Coronahilfen: CDU-Landtagsfraktion regt Weiterentwicklung an

Düsseldorf (dpa/lnw) - Die CDU-Fraktion im NRW-Landtag hat bei der Bundesregierung eine Weiterentwicklung der Corona-Überbrückungshilfen für kleine und mittlere Firmen angeregt. Die Ideen wurden in einem Brief an Bundeswirtschaftsminister Peter Altmaier (CDU) und Bundesfinanzminister Olaf Scholz (SPD) formuliert, wie die Fraktion am Dienstag in Düsseldorf mitteilte.
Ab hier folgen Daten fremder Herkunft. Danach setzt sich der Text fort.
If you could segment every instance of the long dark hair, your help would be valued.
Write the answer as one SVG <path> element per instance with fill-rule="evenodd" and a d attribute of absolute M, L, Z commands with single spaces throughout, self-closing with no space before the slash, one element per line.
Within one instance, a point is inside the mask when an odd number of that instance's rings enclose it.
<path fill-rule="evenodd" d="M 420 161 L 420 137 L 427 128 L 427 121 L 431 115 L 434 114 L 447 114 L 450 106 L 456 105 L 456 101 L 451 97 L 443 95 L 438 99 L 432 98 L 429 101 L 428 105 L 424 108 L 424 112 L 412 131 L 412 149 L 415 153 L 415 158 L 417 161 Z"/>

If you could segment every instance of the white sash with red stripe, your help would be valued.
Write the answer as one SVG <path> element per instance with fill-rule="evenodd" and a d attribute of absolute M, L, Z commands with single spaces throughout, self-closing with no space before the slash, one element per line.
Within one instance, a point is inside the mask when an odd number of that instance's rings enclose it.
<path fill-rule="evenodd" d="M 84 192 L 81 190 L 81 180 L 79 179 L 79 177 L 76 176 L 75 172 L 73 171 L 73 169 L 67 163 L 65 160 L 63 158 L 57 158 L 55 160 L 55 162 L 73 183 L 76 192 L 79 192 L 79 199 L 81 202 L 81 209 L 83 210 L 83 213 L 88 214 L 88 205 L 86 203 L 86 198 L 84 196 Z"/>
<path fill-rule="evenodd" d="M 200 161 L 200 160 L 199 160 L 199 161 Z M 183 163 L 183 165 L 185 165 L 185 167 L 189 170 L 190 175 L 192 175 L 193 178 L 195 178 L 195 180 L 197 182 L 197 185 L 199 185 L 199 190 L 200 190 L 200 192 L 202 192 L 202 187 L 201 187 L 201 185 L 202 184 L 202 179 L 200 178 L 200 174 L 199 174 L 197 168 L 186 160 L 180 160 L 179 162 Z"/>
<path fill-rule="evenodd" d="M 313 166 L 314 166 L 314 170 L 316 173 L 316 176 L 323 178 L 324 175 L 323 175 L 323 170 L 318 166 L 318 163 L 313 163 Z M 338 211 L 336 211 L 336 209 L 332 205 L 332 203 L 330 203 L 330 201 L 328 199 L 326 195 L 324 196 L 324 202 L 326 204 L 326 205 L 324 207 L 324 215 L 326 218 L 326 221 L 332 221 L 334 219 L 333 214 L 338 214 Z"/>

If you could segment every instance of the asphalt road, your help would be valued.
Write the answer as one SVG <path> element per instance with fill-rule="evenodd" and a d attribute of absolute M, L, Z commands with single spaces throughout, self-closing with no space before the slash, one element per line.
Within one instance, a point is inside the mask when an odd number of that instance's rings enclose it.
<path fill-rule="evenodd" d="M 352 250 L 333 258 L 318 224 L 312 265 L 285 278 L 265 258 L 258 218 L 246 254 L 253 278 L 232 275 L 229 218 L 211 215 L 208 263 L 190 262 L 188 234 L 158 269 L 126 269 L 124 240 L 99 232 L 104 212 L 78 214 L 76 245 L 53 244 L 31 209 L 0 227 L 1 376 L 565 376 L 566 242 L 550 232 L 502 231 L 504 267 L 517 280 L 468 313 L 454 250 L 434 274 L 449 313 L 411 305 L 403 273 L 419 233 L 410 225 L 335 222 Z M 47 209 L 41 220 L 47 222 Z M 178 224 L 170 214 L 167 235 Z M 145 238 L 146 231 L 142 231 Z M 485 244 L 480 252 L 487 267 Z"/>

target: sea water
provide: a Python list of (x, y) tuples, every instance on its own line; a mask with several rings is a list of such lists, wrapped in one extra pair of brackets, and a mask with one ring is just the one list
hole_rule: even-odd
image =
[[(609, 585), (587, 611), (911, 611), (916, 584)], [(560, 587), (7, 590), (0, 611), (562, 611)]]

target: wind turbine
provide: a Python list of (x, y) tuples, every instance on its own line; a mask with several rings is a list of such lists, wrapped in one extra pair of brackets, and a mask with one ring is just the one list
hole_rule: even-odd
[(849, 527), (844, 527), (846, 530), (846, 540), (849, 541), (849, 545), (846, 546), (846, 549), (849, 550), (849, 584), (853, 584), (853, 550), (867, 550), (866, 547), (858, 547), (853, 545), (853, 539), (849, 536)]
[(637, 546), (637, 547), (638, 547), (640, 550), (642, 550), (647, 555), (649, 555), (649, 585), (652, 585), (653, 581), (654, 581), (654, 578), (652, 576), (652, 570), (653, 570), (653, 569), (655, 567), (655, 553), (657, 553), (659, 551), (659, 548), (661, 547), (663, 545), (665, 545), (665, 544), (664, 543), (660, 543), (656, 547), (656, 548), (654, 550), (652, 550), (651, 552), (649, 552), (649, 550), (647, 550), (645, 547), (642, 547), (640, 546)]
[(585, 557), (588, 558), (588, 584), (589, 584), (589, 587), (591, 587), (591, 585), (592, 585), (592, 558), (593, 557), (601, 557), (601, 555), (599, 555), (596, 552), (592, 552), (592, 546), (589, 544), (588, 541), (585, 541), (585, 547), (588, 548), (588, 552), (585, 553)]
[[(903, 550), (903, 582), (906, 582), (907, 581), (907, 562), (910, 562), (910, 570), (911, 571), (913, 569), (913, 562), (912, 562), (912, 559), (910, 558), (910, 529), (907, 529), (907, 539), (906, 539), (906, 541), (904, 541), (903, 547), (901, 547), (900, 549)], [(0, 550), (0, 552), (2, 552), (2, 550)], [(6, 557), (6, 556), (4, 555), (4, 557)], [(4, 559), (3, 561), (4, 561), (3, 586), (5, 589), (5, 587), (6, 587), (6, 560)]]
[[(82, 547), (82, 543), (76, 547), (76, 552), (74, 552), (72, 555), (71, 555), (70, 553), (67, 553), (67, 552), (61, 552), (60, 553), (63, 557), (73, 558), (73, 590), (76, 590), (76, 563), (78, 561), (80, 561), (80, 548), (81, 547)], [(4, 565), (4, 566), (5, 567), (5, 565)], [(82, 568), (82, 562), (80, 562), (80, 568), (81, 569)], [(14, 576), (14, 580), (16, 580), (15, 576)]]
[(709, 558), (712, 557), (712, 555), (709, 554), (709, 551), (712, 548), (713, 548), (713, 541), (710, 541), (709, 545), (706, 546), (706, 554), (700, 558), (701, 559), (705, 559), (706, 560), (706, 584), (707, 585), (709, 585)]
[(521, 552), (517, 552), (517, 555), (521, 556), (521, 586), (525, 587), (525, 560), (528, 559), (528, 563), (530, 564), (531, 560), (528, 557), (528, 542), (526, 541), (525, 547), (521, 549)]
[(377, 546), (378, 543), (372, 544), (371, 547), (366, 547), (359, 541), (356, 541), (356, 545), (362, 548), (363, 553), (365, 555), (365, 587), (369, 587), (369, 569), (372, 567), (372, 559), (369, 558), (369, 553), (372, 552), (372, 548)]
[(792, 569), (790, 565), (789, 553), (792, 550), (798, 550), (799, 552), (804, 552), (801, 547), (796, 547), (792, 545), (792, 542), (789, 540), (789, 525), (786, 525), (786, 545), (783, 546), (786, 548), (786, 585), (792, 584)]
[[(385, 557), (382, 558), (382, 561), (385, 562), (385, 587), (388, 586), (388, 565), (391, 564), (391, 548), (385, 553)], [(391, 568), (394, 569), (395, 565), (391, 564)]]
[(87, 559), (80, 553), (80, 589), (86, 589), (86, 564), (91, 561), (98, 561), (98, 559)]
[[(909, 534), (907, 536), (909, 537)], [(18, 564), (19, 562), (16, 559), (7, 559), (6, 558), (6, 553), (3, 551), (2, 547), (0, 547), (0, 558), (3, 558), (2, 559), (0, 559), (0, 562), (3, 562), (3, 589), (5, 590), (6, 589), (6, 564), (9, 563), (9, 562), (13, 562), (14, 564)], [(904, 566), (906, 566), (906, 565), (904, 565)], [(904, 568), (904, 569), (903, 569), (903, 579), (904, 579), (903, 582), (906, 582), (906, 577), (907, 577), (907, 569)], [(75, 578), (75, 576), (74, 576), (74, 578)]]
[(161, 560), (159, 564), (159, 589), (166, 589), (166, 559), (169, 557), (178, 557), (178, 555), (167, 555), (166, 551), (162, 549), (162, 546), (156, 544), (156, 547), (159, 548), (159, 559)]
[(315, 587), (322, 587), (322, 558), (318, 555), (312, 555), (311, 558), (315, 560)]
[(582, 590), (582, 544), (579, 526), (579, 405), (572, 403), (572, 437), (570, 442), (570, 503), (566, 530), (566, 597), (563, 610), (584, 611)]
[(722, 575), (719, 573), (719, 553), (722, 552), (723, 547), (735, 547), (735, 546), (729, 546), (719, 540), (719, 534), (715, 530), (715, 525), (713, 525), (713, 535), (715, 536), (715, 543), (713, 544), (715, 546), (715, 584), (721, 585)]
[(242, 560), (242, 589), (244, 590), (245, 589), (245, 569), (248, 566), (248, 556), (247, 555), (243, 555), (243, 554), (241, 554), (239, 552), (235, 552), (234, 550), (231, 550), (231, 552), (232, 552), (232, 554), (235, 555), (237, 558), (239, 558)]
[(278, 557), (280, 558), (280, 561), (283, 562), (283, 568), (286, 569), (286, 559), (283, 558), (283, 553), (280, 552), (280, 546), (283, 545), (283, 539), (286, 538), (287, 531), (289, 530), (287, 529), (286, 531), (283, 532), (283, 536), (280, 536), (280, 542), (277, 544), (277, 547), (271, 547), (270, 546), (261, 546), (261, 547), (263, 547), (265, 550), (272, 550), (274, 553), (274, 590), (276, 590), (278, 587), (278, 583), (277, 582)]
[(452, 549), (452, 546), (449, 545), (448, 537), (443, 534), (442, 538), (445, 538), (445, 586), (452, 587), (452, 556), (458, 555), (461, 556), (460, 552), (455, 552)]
Ein Kernpunkt sei, dass die Zugangsschwellen zu den Hilfen gesenkt werden müssten. Sprich: Hilfe müsse schon bei geringerem Einnahmeausfall möglich sein. Zudem müsse der Deckel für die Überbrückungshilfen entfallen. Bis zu 100 Prozent der Fixkosten sollten erstattet werden können.

dpa

Euro-Münzen auf Euro-Banknoten. Foto: Tobias Hase

Antragsberechtigt sind bisher Unternehmen, deren Umsatz in den Monaten April und Mai zusammengenommen um mindestens 60 Prozent gegenüber den Vorjahresmonaten gesunken ist. Sie bekommen dann für die Fördermonate Juni bis August fixe Betriebskosten wie etwa Mieten von insgesamt bis zu 150 000 Euro erstattet. Die Spitzen der schwarz-roten Koalition hatten sich im August darauf verständigt, die Überbrückungshilfen bis Ende des Jahres zu verlängern. Das bedeutet, Unternehmen sollen bei erheblichen Umsatzausfällen nun auch für die Monate September bis Dezember Hilfen beantragen können.